19 November 2014

A Sicilian Romance, by Ann Radcliffe

This is one of Radcliffe's earlier novels, and it's obvious that she is still perfecting her craft. It's a surprisingly creaky book, all seams and stuffing. Abrupt jumps in time and space, people conveniently happening across each other when they were seemingly lost forever (and can in no way be found by other people looking for them), and a rather ineffective effort to make mysterious occurrences seem supernatural. Whereas in later works it will be suggested that her protagonists are border-line delusional, eager to see the supernatural everywhere they look, in this novel the characters strongly RESIST that interpretation, even when it is explicitly suggested. It's the servants who immediately see everything as otherworldly, but other characters specifically deny this view (even when it seems absurd for them to do so). But none of that really matters that much: the real suspense in the story is whether or not Julia will be forced to marry against her will. This further strengthens my sense that the explained supernatural, seemingly Ann Radcliffe's most defining trait, is largely beside the point in her novels. She is much more interested in the moral behavior of her characters, and whether evil is punished by a kind of invisible hand of justice. These are old-school romances with supernatural window-dressing. And this one, to be frank, is one of her weaker efforts.

18 November 2014

Artful, by Ali Smith

This collections of lectures -- or should I say essays -- or should I say stories -- or should I say, well, I just don't know, because it is such a dazzlingly creative work that I haven't the faintest idea how one would characterize it. A narrator is visited by (or imagines the return of) her dead lover, who was a lecturer in literature. She discusses things like time and plot and form, and is also well-versed in poetry, or maybe she is just relating the lover's lectures, or maybe both. Occasionally she inserts bits of poetry or quotes from Oliver Twist and it is stunning, how something about the context makes you stop and read them so carefully, and marvel at the density of expression, how tightly packed a poem is. The observations about literature are mostly quite pleasant and interesting, as are the interactions, or are they imagined? with the lover, and the musings about love and loss and getting on with your life.

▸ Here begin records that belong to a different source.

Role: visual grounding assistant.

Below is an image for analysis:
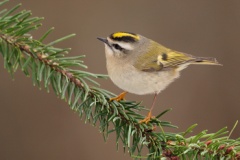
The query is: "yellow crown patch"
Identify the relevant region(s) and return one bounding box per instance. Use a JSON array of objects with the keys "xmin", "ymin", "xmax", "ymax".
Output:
[{"xmin": 112, "ymin": 32, "xmax": 140, "ymax": 40}]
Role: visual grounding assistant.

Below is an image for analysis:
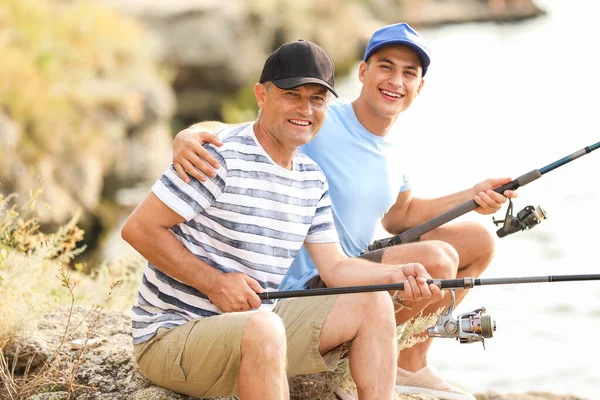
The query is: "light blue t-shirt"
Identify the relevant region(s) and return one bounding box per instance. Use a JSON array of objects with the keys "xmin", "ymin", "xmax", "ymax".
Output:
[{"xmin": 279, "ymin": 102, "xmax": 410, "ymax": 290}]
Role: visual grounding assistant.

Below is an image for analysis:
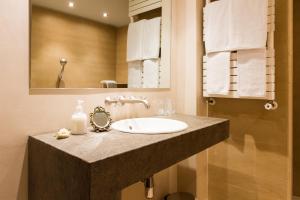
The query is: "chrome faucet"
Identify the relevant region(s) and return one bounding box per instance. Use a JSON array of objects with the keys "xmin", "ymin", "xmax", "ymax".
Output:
[{"xmin": 105, "ymin": 96, "xmax": 150, "ymax": 109}]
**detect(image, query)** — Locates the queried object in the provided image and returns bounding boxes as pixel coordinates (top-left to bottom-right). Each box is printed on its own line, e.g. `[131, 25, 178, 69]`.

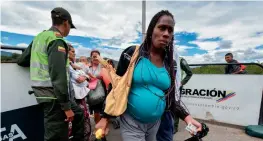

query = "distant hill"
[1, 51, 13, 57]
[192, 65, 263, 74]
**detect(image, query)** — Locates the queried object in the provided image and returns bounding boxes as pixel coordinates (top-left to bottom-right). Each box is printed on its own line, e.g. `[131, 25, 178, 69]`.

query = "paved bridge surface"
[91, 119, 263, 141]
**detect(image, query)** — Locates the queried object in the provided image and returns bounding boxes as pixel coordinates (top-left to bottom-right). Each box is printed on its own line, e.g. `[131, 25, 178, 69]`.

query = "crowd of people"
[18, 7, 250, 141]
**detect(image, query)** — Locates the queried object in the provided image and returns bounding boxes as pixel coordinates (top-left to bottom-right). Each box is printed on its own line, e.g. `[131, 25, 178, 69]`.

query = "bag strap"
[128, 46, 139, 68]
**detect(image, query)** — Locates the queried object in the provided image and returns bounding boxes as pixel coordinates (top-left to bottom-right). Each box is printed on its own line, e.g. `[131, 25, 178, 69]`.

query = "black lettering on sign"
[206, 90, 209, 96]
[185, 89, 192, 95]
[218, 91, 226, 97]
[193, 89, 199, 96]
[199, 89, 205, 96]
[209, 88, 217, 97]
[181, 89, 186, 95]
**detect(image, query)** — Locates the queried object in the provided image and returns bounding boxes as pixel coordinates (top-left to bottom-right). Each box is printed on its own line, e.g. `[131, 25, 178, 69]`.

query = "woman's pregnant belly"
[127, 85, 166, 123]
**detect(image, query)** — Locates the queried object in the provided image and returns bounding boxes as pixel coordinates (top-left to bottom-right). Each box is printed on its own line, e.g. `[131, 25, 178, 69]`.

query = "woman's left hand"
[184, 115, 202, 132]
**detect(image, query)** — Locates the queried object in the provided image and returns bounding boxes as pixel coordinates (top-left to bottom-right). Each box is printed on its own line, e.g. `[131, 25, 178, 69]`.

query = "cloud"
[190, 41, 219, 51]
[174, 45, 194, 56]
[219, 40, 232, 49]
[3, 37, 8, 40]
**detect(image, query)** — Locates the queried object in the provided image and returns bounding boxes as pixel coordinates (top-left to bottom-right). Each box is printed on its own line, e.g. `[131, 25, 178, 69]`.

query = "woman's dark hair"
[67, 43, 74, 50]
[90, 50, 100, 57]
[140, 10, 175, 106]
[107, 59, 115, 68]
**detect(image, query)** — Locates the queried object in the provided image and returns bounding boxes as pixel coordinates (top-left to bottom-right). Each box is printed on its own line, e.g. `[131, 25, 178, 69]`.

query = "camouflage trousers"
[40, 100, 84, 141]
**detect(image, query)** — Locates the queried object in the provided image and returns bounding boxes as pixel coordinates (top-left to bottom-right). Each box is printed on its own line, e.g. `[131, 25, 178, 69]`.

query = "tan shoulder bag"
[99, 46, 139, 116]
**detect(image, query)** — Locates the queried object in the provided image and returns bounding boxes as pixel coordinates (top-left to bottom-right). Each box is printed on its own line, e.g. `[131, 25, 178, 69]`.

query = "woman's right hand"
[95, 118, 109, 136]
[77, 76, 86, 83]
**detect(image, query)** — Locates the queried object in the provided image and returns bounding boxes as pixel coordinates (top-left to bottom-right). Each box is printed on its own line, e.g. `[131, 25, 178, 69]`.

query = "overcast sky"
[1, 1, 263, 63]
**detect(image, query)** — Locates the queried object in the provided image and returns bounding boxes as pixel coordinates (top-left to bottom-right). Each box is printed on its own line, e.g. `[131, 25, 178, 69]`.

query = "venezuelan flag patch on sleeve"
[58, 46, 66, 53]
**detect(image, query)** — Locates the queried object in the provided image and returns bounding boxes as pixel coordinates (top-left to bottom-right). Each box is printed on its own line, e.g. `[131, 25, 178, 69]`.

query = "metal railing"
[1, 45, 263, 69]
[1, 45, 26, 52]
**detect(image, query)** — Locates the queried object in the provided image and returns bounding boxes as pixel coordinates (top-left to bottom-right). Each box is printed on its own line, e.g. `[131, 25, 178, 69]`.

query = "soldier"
[18, 7, 84, 141]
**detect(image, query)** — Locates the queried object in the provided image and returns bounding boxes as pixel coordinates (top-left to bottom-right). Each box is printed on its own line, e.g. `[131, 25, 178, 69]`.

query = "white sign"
[181, 74, 263, 126]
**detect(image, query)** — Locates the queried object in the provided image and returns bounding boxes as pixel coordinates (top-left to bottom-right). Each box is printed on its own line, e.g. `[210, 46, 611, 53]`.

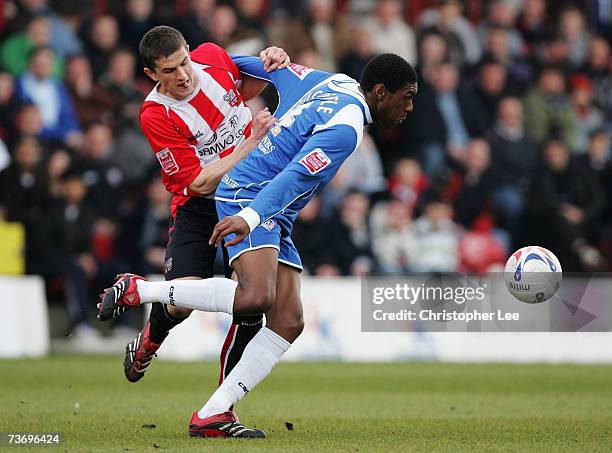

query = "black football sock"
[219, 315, 263, 384]
[149, 302, 186, 343]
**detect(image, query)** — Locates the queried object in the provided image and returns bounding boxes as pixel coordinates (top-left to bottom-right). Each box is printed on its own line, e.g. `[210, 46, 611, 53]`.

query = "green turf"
[0, 357, 612, 452]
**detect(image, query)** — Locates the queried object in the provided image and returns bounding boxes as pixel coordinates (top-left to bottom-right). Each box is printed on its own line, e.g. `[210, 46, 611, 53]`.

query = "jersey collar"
[329, 74, 374, 124]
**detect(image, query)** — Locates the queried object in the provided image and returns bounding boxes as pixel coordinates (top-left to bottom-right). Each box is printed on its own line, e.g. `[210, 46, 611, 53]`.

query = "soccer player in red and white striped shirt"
[99, 26, 289, 437]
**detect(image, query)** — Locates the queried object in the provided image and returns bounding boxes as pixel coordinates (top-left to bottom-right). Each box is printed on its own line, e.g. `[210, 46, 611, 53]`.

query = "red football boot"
[123, 321, 161, 382]
[189, 411, 266, 438]
[98, 274, 146, 321]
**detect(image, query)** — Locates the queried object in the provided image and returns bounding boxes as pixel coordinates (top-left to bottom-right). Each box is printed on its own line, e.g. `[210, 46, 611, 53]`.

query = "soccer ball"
[504, 246, 562, 304]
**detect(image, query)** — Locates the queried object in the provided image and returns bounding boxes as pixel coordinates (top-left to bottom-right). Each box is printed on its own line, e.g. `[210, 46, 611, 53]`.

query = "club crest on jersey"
[287, 63, 313, 80]
[300, 148, 331, 175]
[223, 88, 240, 107]
[155, 148, 179, 176]
[261, 219, 276, 231]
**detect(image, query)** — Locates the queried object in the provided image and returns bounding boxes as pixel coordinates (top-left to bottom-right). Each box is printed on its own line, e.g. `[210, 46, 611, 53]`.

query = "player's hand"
[259, 46, 291, 72]
[249, 107, 276, 143]
[208, 215, 251, 247]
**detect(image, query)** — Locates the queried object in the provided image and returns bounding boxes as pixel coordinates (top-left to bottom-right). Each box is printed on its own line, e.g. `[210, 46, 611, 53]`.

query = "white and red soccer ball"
[504, 246, 563, 304]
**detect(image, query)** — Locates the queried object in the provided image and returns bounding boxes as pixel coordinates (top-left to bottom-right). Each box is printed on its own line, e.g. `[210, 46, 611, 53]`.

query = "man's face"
[145, 47, 197, 101]
[375, 83, 418, 128]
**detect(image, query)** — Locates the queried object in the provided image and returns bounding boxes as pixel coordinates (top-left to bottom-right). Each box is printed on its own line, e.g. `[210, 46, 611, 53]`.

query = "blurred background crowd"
[0, 0, 612, 336]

All in all, a wonderful tribute to art and relationships. Just incredible. Savour it.


Calvary begins quite dramatically: a man comes to confession, tells the priest there that he was molested by a priest for many years as a child, that the man who did it is dead, and that he intends to kill his current confessor -- precisely because he has never done anyone wrong. Killing a bad priest is old news, he says. But a good, one, now that'll get people talking. The man gives the priest time to say his goodbyes and set his affairs in order, saying that he'll expect to meet him on the beach in a week's time.

The film then chronicles the priest's doings during that suspenseful week, as he goes about his business in his village. What made the movie so fantastic, to me, is the way it subtly transforms into a meditation on the Catholic church's role -- both good and bad -- in society. It does not excuse or shy away from the extreme suffering the Church has caused, not only in the sexual abuses, but also more simply, through ignorance or dogmatism. The main character's fellow priest is a narrow-minded idiot, quick to condemn, close-minded and greedy. Many of the villagers openly despise the church, and in their interactions with the priest, one gets a sense of past harms they have suffered at its hands.

At the same time, however, our hero seems like a genuinely good man, one who is imperfect but thoughtful, and who mostly strives to do the right thing. It is this, combined with his genuine interest in and concern for others, that makes him a kind of moral anchor in his small but chaotic world. If a person is lost or struggling, they will have someone to turn to, no matter what. At one point there's a great bit of dialogue between the two priests, where one notes that the sins people confess are increasingly horrific and bizarre, and that he even had to look a word up recently to understand the depravity being described. It's a nice nod to both the psychological toll that the work of being a confessor would exact, but also an interesting way of raising the question as to whether someone who lives largely apart from the everyday world is qualified (perhaps is best qualified, mind you) to listen to the woes of someone embroiled in it.

What is striking about the film, to me, is the way that it also emphasizes personal responsibility. My boyfriend felt that the priest didn't seem to want to help most of the people in the movie, but to me it rather seemed like he wasn't willing to do the work for them, or be a quick fix. If someone genuinely felt remorse and wanted to make a change, he was there. If they simply wanted a stamp of approval, he refused it. It was in some ways a very passive role in terms of moral leadership, but simultaneously, the very presence of a priest is in some ways a visible instantiation of a moral beacon, or at least a reminder of sorts, giving people something to aspire to.

Overall, a very interesting film, often quite funny and occasionally very moving. Also just unbelievably gorgeous to look at -- stunning cinematography. Very much worth seeing.